6. The low-magnification experimental system with multi-system collaboration according to claim 1, characterized in that, The corrosion process control module is configured to extract the corrosion front expansion rate and surface texture change feature values through image algorithms, and compare these feature values with the expected model of the current process stage. When the deviation exceeds the limit, the liquid flow pattern in the tank, the sample swing amplitude, or the corrosion temperature is dynamically adjusted.
7. The low-magnification experimental system with multi-system collaboration according to claim 1, characterized in that, The cleaning and drying line includes pre-cleaning, main cleaning, multi-stage rinsing, and hot air / vacuum drying stations; the quality inspection points include a microdroplet conductivity meter installed after rinsing and a multispectral surface detector installed after drying.
8. The low-magnification experimental system with multi-system collaboration according to claim 1, characterized in that, The rework traceability decision-maker is configured to receive non-conforming signals from quality inspection points, combine the sample's digital passport and the history of executed processes, use a rule engine to calculate the responsibility probability of each process to determine the process that is the root cause of the contamination, and instruct the robotic arm to send the sample back to that process for targeted rework.
9. The low-magnification experimental system with multi-system collaboration according to claim 1, characterized in that, The analysis and preliminary evaluation module is configured to automatically identify defects and make preliminary assessments of their levels in the final low-magnification images; the process knowledge self-evolution engine is configured to correlate the final image quality quantitative score with the complete data chain of the entire process and discover strong correlation rules between the results and specific process parameter combinations through machine learning.

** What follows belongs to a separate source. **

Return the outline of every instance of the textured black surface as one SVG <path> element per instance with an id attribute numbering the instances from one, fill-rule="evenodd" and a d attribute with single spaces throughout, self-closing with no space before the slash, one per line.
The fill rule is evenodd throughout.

10. A low-magnification experimental method involving multiple systems, characterized in that, The system is applied to a low-magnification testing system with multi-system collaboration as described in any one of claims 1-9, comprising: The system receives inspection task orders through a central intelligent scheduling subsystem, performs simulations using a digital twin model, formulates scheduling plans using a multi-objective optimizer, and generates baseline paths for samples using a dynamic process path planner. In the sample pretreatment and identification domain, the sample's ID, size, surface morphology, and material composition information are collected to generate a digital passport containing the sample's initial state. In the intelligent acid etching process control domain, the acid mist monitoring module monitors the corrosion environment, the acid liquid management module manages the acid liquid efficiency, and the corrosion process control module dynamically adjusts the acid etching process parameters based on the comparison results of real-time image features and expected models. The samples are cleaned and dried in the adaptive post-processing and quality closed-loop domain, and quality testing is performed. If the test fails, the source is traced and analyzed based on the digital passport and process history, and the rework is instructed to be targeted. In the result evaluation and knowledge management domain, samples are standardized for imaging and defect assessment. The assessment results are then correlated with the entire process data for analysis and updating of the process knowledge base to optimize subsequent processes.